The Salvation Army adamantly denies the allegations of discrimination or insults. But a spokeswoman confirms that an expiring contract means at least ten residents — all part of the Here Is Hope program for the HIV-positive — must move out.
"We are not forcing them out," says Judith Mori, the Salvation Army's director of development. "These ten people belong to a specific contract which [has not been renewed]."
Mori adds, "As a prevention measure, we are finding new homes for these people." But as of Monday morning, at least three residents were still facing eviction without another place to stay.
Two HIV-positive residents who contacted Riptide say Salvation Army employees aren't just booting them but also insulting them on the way out. (Riptide agreed to protect their identities because they fear retaliation.)
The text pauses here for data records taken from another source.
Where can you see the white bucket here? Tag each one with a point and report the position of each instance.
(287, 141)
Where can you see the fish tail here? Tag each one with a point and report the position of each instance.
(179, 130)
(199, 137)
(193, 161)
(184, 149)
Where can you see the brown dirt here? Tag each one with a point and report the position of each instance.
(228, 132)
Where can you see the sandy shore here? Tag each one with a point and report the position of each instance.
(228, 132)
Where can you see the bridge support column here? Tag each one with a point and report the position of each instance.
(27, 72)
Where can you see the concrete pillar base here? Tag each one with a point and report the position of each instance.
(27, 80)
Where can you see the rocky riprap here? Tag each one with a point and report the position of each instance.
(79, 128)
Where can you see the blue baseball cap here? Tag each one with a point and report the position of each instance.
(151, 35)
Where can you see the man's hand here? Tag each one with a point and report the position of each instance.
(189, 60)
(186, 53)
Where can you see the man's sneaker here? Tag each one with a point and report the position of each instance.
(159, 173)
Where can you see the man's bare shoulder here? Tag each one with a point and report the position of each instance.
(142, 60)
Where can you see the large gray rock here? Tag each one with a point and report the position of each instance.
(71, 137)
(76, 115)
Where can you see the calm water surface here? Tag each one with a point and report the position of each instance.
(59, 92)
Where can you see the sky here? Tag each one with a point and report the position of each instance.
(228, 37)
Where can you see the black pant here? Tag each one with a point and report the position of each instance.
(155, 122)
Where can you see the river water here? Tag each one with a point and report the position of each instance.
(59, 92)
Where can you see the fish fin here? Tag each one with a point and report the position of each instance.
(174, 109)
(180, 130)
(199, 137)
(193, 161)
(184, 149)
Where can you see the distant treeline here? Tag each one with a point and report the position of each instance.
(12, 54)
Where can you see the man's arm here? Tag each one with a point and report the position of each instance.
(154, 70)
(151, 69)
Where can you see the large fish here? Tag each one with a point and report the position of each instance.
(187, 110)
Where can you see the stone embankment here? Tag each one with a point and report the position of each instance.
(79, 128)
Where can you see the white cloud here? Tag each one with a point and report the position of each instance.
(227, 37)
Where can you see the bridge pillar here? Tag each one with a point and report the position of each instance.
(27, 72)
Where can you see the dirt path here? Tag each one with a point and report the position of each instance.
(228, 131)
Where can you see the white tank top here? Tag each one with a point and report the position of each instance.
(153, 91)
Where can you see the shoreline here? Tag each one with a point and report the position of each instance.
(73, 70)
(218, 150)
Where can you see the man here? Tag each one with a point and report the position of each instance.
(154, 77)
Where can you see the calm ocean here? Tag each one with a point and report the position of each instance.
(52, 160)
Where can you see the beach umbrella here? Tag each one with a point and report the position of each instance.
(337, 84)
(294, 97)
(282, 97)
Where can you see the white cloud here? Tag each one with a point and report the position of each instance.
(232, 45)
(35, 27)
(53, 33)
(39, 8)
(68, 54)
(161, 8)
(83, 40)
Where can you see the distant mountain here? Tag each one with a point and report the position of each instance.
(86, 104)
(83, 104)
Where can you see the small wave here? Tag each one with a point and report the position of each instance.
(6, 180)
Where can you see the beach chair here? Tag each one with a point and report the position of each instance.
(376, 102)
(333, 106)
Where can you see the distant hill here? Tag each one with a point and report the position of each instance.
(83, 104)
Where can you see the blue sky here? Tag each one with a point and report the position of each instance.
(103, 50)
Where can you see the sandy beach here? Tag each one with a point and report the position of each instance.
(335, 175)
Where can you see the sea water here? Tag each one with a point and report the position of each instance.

As the move-out deadline approached, some lower-level employees mocked the residents, one man says. "They say, 'So what are you going to do when you're back on the street?" the resident says. "They are using guerrilla tactics, fear tactics, pushing people around in order to get us out."
Another HIV-positive resident agrees. "There's no 'Good morning.' No 'Hi, how are you doing?' " a female resident says. "When I went to pick up my medicines, they told me: 'You know y'all got to be out.' "
Edwin O'Dell, a spokesman for Jackson Health Systems, says he was unaware of any problems at the center. "We've had a very good working relationship with the Salvation Army for many years, and we are not aware of any mass discharge of clients."
The residents say they just want to stay off the streets. "The seven of us [HIV-positive residents] that are left are working very hard with other organizations to find housing," the male resident says, "but we need time."